NVIDIA  vs.  Halliburton

 Performance 
       Timeline  
NVIDIA 

Risk-Adjusted Performance

6 of 100

 
Weak
 
Strong
Modest
Compared to the overall equity markets, risk-adjusted returns on investments in NVIDIA are ranked lower than 6 (%) of all global equities and portfolios over the last 90 days. Despite somewhat weak fundamental indicators, NVIDIA may actually be approaching a critical reversion point that can send shares even higher in February 2025.
Halliburton 

Risk-Adjusted Performance

3 of 100

 
Weak
 
Strong
Insignificant
Compared to the overall equity markets, risk-adjusted returns on investments in Halliburton are ranked lower than 3 (%) of all global equities and portfolios over the last 90 days. Despite somewhat weak essential indicators, Halliburton may actually be approaching a critical reversion point that can send shares even higher in February 2025.

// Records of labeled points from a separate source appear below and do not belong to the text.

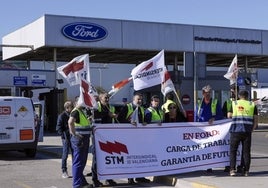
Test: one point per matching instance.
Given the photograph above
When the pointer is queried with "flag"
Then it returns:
(86, 97)
(119, 85)
(167, 84)
(149, 73)
(75, 70)
(232, 72)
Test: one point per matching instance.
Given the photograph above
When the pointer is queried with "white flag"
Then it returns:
(232, 72)
(119, 85)
(149, 73)
(86, 97)
(75, 70)
(167, 84)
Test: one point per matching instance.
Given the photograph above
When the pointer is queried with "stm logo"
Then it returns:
(115, 147)
(147, 67)
(111, 148)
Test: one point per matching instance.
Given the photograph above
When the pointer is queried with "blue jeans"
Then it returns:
(245, 139)
(66, 148)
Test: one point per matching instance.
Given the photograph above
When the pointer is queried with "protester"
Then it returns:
(174, 114)
(244, 122)
(154, 114)
(133, 113)
(208, 109)
(227, 109)
(79, 127)
(63, 130)
(104, 114)
(169, 99)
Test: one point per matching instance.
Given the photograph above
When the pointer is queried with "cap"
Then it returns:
(207, 88)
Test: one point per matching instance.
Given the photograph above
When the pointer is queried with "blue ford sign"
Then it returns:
(85, 32)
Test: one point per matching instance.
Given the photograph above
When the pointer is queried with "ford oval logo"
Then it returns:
(85, 32)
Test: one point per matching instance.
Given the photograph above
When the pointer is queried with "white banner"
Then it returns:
(126, 151)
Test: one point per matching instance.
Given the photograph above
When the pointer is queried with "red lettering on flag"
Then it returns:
(73, 67)
(86, 96)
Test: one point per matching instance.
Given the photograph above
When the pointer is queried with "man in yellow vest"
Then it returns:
(226, 109)
(153, 114)
(80, 128)
(244, 122)
(104, 114)
(133, 113)
(208, 109)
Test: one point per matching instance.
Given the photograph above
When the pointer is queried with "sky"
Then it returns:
(14, 14)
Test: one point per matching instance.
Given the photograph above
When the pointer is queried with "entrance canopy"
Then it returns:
(61, 38)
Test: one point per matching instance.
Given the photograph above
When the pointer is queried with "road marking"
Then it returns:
(22, 184)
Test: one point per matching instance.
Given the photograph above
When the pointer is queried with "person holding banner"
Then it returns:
(79, 127)
(174, 114)
(133, 113)
(169, 99)
(244, 122)
(104, 114)
(63, 130)
(154, 114)
(208, 109)
(227, 110)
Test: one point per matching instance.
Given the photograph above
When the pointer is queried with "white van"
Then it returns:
(18, 125)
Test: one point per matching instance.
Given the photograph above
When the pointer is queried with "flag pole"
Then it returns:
(180, 104)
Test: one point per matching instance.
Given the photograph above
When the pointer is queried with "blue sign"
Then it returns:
(84, 32)
(20, 81)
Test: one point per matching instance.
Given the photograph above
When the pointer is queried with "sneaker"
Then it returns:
(209, 170)
(131, 181)
(65, 175)
(240, 169)
(111, 182)
(97, 183)
(142, 180)
(232, 173)
(246, 173)
(87, 186)
(227, 169)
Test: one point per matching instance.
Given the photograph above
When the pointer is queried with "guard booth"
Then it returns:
(54, 101)
(23, 82)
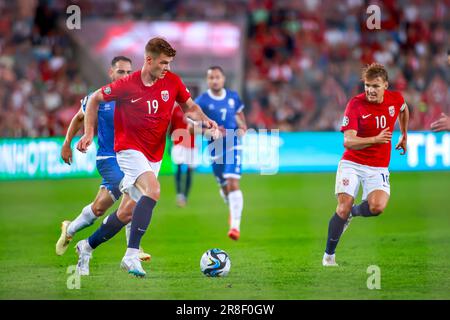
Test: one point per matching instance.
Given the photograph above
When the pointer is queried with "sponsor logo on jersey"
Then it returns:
(165, 95)
(391, 111)
(345, 121)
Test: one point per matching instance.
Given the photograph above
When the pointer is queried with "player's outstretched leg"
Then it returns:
(181, 199)
(188, 182)
(143, 256)
(236, 204)
(336, 228)
(372, 207)
(142, 213)
(87, 217)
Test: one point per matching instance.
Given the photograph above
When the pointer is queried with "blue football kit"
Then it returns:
(226, 153)
(107, 164)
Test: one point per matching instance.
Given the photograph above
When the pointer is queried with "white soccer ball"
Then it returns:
(215, 263)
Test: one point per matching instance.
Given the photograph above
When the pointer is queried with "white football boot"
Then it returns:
(329, 260)
(347, 223)
(143, 256)
(84, 256)
(64, 239)
(132, 264)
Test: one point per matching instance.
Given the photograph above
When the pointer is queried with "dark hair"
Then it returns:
(217, 68)
(374, 71)
(158, 45)
(119, 58)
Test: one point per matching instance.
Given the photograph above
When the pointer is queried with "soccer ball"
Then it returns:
(215, 263)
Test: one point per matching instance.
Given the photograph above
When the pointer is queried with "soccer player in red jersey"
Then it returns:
(144, 102)
(183, 152)
(367, 125)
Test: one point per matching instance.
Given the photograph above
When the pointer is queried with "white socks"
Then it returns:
(236, 204)
(224, 196)
(86, 218)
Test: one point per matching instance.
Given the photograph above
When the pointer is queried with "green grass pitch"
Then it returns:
(284, 227)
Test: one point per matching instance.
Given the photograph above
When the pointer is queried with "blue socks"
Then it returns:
(362, 210)
(142, 215)
(178, 179)
(187, 182)
(335, 228)
(110, 226)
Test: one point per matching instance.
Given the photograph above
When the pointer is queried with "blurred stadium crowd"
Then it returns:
(303, 58)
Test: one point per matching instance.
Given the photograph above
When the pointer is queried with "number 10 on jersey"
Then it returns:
(152, 106)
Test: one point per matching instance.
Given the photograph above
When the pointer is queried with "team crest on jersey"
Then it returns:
(391, 111)
(345, 121)
(165, 95)
(345, 182)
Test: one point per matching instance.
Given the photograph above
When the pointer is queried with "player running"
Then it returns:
(144, 102)
(107, 164)
(367, 125)
(225, 107)
(183, 153)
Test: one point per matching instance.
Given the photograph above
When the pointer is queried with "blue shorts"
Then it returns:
(112, 175)
(228, 167)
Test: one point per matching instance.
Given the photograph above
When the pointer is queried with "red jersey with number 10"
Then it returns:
(369, 119)
(143, 113)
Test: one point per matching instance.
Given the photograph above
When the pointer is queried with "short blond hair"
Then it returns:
(373, 71)
(158, 45)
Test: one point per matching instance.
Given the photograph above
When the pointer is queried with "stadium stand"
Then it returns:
(302, 58)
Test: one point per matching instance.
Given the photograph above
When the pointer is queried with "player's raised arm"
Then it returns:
(75, 125)
(195, 113)
(90, 119)
(442, 124)
(352, 141)
(403, 119)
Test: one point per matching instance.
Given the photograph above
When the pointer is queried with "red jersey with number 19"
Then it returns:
(369, 119)
(143, 113)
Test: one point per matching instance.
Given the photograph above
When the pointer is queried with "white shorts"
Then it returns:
(133, 163)
(183, 155)
(350, 175)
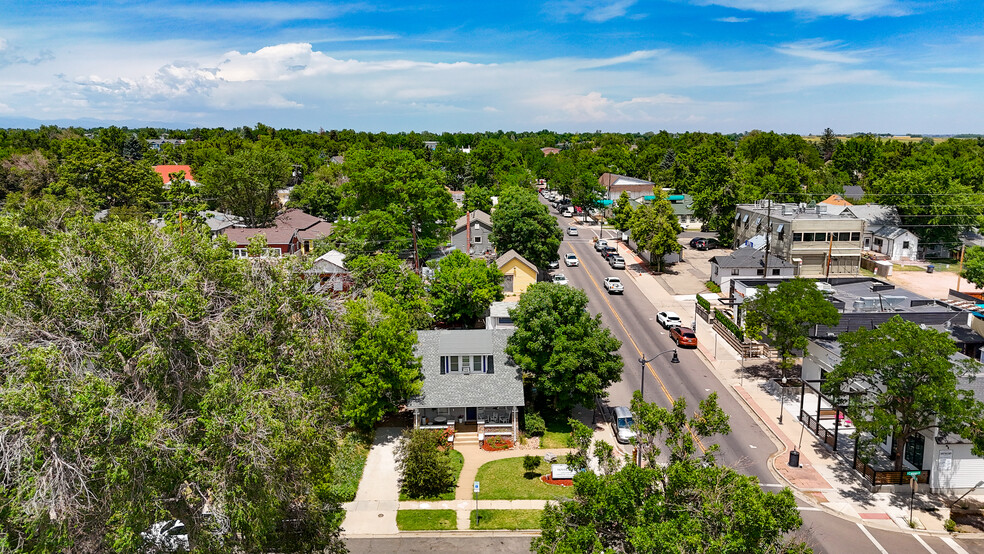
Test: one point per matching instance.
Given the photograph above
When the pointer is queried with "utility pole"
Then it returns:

NVIDIA and Halliburton Volatility Contrast

   Predicted Return Density   
       Returns  

Pair Trading with NVIDIA and Halliburton

The main advantage of trading using opposite NVIDIA and Halliburton positions is that it hedges away some unsystematic risk. Because of two separate transactions, even if NVIDIA position performs unexpectedly, Halliburton can make up some of the losses. Pair trading also minimizes risk from directional movements in the market. For example, if an entire industry or sector drops because of unexpected headlines, the short position in Halliburton will offset losses from the drop in Halliburton's long position.
The idea behind NVIDIA and Halliburton pairs trading is to make the combined position market-neutral, meaning the overall market's direction will not affect its win or loss (or potential downside or upside). This can be achieved by designing a pairs trade with two highly correlated stocks or equities that operate in a similar space or sector, making it possible to obtain profits through simple and relatively low-risk investment.
Check out your portfolio center.
Note that this page's information should be used as a complementary analysis to find the right mix of equity instruments to add to your existing portfolios or create a brand new portfolio. You can also try the Balance Of Power module to check stock momentum by analyzing Balance Of Power indicator and other technical ratios.